Subject: Re: [virtio] [PATCH v5] virtio-blk: restore VIRTIO_BLK_F_FLUSH and VIRTIO_BLK_F_CONFIG_WCE


On Mon, Aug 10, 2015 at 03:33:49PM +0200, Paolo Bonzini wrote:
> VIRTIO_BLK_F_CONFIG_WCE is important in order to achieve good performance
> (up to 2x, though more realistically +30-40%) in latency-bound workloads.
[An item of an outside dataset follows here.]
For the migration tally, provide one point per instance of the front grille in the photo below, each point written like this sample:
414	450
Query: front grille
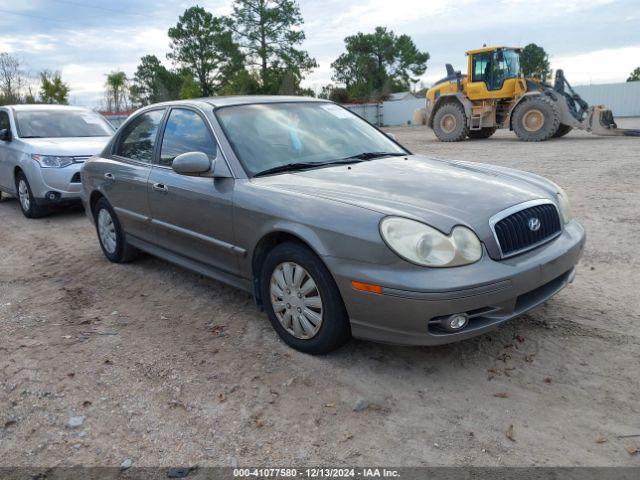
515	235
> However, it was removed by mistake together with VIRTIO_BLK_F_FLUSH.
> 
> In addition, even removing VIRTIO_BLK_F_FLUSH was probably not a great
> idea, because it simplifies simple drivers (e.g. firmware) that are okay
> with a writethrough cache but still need data to persist after power loss.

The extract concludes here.